Mood Swings, Bob Dylan
There is a tendency to judge Bob Dylan, first and foremost, by his musical output and not as an artist in the widest sense, which is what he truly is. Musician, painter, draughtsman, sculptor – these disciplines are not so far removed from each other, all requiring their own imaginative input, time and practice. That Dylan, this artistic live wire, is responsible for magnificent, intriguing iron sculptures should not be a shock at all, and on reflection they are entirely of a piece with what has come before.
Growing up in Hibbing, in an area of Minnesota known as the ‘Iron Range‘, Bob Dylan was surrounded by the influence of industry during his childhood in the region: the hulking machinery and huge workforce going to and from the mines; the truckloads of taconite rock and rust-coloured haematite ore being driven down to the port. These are the kinds of images that would tattoo themselves on to an impressionable young mind – images of a world where raw materials and man-made objects were bound by the grass roots of production.
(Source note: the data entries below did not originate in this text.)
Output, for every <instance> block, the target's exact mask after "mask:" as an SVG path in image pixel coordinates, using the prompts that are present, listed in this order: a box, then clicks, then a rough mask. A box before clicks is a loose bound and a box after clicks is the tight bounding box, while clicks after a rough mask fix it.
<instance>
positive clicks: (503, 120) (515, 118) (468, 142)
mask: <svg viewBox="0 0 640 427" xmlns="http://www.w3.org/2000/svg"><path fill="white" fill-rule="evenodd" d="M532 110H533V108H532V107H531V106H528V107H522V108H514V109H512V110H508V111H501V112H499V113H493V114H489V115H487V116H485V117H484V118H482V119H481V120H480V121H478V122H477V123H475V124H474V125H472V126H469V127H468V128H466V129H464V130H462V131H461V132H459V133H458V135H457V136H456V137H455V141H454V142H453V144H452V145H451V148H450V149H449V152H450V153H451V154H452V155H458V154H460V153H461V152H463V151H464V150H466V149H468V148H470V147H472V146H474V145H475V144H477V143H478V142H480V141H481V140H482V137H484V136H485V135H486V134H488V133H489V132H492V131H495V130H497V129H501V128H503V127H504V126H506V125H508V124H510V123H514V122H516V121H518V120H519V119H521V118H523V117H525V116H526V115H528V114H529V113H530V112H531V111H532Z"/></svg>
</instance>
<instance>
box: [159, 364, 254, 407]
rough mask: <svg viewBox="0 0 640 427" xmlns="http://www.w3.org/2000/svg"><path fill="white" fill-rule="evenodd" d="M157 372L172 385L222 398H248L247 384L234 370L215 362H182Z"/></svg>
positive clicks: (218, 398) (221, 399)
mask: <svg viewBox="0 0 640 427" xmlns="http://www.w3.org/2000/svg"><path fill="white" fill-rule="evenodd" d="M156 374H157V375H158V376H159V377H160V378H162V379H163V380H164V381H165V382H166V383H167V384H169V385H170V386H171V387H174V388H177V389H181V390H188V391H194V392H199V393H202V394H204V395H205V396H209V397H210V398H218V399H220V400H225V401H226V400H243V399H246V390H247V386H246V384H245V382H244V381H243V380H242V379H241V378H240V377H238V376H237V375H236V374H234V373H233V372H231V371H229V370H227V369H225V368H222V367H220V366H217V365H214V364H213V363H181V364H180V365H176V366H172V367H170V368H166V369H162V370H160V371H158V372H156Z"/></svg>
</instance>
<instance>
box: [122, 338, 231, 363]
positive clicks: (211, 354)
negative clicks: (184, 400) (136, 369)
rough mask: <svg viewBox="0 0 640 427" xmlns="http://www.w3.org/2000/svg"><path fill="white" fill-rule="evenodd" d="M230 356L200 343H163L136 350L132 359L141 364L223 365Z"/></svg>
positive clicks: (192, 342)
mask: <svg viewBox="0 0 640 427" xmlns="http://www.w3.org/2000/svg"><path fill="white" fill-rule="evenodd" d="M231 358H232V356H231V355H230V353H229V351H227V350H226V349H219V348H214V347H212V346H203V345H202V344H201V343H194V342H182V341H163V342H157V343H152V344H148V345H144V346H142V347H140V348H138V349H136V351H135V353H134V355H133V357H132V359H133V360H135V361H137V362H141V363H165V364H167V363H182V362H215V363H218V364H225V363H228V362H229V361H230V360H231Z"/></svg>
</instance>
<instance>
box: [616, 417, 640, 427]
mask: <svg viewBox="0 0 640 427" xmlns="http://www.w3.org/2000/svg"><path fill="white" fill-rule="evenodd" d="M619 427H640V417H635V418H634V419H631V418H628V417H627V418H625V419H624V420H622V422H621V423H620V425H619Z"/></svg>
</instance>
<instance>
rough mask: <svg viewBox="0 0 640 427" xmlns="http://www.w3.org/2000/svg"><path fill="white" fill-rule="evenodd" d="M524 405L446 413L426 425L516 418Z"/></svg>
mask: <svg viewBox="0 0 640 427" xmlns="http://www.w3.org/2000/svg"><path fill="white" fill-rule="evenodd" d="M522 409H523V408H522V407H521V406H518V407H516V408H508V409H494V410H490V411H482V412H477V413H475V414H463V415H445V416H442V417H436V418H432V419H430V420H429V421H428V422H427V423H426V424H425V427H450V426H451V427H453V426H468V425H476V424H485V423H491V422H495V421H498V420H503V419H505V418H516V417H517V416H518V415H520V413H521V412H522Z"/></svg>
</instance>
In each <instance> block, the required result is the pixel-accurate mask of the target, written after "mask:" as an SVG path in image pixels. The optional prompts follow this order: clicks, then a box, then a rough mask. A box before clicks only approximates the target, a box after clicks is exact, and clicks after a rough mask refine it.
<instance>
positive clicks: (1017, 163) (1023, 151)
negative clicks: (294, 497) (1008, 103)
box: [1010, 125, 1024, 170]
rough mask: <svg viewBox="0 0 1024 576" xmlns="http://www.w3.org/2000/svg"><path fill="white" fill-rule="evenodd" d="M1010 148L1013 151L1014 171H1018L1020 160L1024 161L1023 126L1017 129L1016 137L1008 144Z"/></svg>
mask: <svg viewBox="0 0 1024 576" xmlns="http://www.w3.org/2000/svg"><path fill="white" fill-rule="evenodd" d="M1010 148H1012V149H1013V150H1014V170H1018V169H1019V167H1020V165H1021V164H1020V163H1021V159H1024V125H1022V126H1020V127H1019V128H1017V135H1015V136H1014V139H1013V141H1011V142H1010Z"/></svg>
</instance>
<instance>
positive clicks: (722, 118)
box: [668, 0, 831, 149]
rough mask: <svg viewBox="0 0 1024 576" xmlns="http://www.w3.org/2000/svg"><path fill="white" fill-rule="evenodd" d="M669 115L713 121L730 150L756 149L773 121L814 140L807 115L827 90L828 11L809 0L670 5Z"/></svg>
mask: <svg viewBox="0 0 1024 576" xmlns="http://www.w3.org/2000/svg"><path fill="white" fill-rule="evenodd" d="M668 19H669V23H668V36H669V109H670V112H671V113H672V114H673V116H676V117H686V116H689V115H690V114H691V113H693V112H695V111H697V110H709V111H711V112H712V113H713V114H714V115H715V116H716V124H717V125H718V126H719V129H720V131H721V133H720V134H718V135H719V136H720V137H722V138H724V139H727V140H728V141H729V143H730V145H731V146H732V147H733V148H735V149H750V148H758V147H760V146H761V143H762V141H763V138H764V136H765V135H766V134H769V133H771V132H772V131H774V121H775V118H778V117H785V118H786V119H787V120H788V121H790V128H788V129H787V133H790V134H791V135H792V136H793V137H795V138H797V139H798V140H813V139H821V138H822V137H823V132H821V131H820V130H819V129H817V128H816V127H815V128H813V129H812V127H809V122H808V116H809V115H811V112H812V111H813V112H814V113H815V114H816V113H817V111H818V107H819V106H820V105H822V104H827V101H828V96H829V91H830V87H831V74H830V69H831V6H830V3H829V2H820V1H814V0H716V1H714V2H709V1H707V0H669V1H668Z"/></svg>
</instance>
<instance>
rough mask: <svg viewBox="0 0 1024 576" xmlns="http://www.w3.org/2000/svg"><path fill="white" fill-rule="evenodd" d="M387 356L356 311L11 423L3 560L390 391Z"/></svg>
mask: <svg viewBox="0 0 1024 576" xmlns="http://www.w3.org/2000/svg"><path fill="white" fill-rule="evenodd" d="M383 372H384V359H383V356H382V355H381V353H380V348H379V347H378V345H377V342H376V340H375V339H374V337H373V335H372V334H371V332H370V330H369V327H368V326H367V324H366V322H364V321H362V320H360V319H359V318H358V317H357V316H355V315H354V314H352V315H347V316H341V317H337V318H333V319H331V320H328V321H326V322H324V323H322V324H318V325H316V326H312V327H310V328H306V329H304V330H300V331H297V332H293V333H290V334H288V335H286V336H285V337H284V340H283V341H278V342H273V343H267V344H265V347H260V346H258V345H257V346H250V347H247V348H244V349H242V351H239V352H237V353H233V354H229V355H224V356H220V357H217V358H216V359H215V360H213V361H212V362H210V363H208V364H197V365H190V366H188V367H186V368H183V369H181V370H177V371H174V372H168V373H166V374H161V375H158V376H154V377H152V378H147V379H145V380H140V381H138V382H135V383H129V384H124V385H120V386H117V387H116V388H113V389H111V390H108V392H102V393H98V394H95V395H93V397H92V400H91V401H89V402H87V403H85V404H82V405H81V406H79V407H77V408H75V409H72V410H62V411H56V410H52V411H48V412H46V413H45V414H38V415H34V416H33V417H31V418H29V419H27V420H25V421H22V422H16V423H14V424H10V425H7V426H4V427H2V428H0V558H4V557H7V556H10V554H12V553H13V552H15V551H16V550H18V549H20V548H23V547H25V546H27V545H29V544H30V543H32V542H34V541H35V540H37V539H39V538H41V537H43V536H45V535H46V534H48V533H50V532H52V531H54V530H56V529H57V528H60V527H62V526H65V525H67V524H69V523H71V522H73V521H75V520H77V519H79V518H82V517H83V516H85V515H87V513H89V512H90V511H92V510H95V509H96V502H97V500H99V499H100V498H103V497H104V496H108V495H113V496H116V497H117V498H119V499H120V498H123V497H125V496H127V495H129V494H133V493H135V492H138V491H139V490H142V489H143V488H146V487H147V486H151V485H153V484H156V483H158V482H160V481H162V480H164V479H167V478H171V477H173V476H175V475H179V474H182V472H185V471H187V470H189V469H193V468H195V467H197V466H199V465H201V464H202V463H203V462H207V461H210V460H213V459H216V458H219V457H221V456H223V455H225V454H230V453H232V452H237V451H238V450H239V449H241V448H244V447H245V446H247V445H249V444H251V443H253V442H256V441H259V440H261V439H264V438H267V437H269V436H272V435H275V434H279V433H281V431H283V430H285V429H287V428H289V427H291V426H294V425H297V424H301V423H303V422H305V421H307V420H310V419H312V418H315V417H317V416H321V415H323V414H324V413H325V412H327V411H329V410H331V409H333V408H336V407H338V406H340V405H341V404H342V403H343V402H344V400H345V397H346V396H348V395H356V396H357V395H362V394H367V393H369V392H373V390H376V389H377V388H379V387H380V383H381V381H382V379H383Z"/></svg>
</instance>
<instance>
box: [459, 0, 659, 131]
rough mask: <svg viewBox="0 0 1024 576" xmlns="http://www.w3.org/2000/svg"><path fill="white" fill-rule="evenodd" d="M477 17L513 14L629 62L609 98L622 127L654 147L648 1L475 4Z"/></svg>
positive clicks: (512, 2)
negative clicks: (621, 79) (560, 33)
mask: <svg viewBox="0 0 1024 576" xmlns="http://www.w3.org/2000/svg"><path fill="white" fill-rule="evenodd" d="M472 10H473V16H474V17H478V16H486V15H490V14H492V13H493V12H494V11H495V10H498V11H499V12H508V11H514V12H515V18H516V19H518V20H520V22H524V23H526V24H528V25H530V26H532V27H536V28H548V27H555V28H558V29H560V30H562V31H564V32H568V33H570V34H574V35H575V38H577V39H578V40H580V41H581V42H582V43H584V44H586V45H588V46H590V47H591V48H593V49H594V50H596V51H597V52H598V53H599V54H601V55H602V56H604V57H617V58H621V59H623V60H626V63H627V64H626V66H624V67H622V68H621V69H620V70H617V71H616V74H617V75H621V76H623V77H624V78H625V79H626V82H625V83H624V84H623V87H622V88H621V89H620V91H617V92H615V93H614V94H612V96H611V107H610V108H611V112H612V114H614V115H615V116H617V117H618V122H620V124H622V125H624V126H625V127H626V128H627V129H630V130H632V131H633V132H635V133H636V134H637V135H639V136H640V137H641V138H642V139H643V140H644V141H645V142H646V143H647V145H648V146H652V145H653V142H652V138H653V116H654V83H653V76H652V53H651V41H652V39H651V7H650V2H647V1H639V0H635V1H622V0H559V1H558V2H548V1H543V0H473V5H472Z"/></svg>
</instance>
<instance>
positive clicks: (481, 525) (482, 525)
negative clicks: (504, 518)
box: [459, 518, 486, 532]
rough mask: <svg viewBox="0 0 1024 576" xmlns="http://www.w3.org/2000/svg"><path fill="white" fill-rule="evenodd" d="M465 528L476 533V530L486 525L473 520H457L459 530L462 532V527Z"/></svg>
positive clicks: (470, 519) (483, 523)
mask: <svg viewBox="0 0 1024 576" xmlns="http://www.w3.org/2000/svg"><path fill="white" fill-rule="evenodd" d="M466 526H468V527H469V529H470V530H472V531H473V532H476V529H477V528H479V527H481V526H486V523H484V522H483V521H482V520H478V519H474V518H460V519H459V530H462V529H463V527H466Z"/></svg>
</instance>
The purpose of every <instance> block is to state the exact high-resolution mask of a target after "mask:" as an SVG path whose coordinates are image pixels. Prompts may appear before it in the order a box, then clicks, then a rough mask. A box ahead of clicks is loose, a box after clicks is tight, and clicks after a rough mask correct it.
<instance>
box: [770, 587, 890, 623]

The influence of iron and nature on Bob Dylan’s youth is also the juxtaposition contained within his Gates: the material of the structures and the division of landscape that they represent. These works allow you to see what lies behind them, while at the same time barring your path – although not with a sense of confinement, but as a signifier of a change of scenery, a doorway, a symbolic entry point to a new world. With their symbolic potential, the Gates reveal a reverence for the past, for industry and agriculture of the kind now being consigned to the past in our developed world. As opposed to the relentless march of technology, the artist’s faith is still in the soil and the hand and the tool.